Bank of Canada Maintains Interest Rate at 1.00%

The Bank of Canada held its target for the overnight rate at 1.00%.  The Bank noted on the Canadian economy: "While the economy had more momentum than anticipated in the second half of 2011, the pace of growth going forward is expected to be more modest than previously envisaged, largely due to the external environment. Prolonged uncertainty about the global economic and financial environment is likely to dampen the rate of growth of business investment, albeit to a still-solid pace.  Net exports are expected to contribute little to growth, reflecting moderate foreign demand and ongoing competitiveness challenges, including the persistent strength of the Canadian dollar.  In contrast, very favourable financing conditions are expected to buttress consumer spending and housing activity.

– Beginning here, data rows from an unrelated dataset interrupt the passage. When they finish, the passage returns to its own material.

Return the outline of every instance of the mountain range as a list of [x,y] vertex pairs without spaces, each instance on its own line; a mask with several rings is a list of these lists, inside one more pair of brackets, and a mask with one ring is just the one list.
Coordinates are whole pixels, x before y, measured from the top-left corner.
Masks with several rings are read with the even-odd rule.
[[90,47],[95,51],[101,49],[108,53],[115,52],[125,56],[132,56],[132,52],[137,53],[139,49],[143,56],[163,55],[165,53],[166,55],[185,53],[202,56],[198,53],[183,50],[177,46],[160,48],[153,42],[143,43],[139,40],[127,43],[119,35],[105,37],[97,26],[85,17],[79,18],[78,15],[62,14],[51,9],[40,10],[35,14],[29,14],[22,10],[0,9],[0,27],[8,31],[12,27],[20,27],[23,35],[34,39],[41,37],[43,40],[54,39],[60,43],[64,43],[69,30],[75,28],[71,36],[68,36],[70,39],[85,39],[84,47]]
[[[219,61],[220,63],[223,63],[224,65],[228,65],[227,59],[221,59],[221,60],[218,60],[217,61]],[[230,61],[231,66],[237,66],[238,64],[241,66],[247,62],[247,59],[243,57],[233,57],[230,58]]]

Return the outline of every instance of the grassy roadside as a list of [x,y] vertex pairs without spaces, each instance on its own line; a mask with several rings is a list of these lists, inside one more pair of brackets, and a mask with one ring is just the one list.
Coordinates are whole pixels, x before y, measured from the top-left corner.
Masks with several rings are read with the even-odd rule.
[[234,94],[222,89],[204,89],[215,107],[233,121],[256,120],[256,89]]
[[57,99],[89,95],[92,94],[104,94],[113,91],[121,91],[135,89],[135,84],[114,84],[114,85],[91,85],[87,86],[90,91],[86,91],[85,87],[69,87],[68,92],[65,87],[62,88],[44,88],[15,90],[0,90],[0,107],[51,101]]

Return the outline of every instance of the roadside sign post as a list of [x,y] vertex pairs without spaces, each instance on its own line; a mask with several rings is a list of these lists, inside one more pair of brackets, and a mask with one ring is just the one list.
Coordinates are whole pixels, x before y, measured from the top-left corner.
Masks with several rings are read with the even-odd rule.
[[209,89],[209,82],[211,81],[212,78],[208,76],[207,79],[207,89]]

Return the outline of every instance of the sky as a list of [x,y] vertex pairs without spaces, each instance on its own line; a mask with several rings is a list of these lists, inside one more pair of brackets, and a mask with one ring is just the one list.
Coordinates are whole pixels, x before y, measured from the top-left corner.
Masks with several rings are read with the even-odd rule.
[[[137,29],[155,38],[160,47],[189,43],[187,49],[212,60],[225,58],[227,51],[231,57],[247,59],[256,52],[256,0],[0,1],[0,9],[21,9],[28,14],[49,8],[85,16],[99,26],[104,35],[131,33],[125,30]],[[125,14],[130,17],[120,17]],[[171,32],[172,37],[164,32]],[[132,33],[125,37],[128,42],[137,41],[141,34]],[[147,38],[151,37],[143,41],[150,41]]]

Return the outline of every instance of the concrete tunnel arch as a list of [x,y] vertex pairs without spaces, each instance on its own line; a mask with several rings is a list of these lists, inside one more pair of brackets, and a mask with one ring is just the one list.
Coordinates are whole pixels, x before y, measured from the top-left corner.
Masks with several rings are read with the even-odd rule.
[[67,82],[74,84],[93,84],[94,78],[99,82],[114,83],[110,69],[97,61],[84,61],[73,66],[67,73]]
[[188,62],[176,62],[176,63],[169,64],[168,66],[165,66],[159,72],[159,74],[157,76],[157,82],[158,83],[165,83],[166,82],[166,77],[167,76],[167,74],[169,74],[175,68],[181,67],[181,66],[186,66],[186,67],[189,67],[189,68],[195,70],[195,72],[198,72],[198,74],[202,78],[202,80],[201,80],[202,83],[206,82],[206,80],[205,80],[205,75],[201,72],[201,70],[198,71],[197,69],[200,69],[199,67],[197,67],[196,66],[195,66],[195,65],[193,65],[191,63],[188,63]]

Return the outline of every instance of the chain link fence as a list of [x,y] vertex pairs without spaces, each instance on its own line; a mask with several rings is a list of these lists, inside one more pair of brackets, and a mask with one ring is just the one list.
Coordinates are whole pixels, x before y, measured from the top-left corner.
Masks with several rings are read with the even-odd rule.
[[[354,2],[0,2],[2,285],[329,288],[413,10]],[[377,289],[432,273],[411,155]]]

Household expenditures are expected to remain high relative to GDP and the ratio of household debt to income is projected to rise further."

Previously the Bank of Canada also held the target interest rate unchanged at its December meeting; it's last move was a 25 basis point increase to 1.00% in September last year.  Canada reported annual CPI inflation of 2.9% in November and October, compared to 3.2% in September, 3.10% in August, 2.7% in July, 3.1% in June, 3.7% in May, and 3.3% in April, the same as March, according to Statistics Canada.  The Bank of Canada has an inflation target of 2 percent over the medium term.  

Canada reported year on year GDP growth of 3.4% in Q3 2011, 2.2% in Q2, and 2.9% in Q1, while "estimates that the economy grew by 2.4 per cent in 2011 and projects that it will grow by 2.0 per cent in 2012 and 2.8 per cent in 2013."  The Canadian dollar (CAD), also known as the Loonie, has weakened by 3% against the US dollar over the past year, while the USDCAD exchange rate last traded around 1.013.  The Bank of Canada next meets on the 8th of March 2012.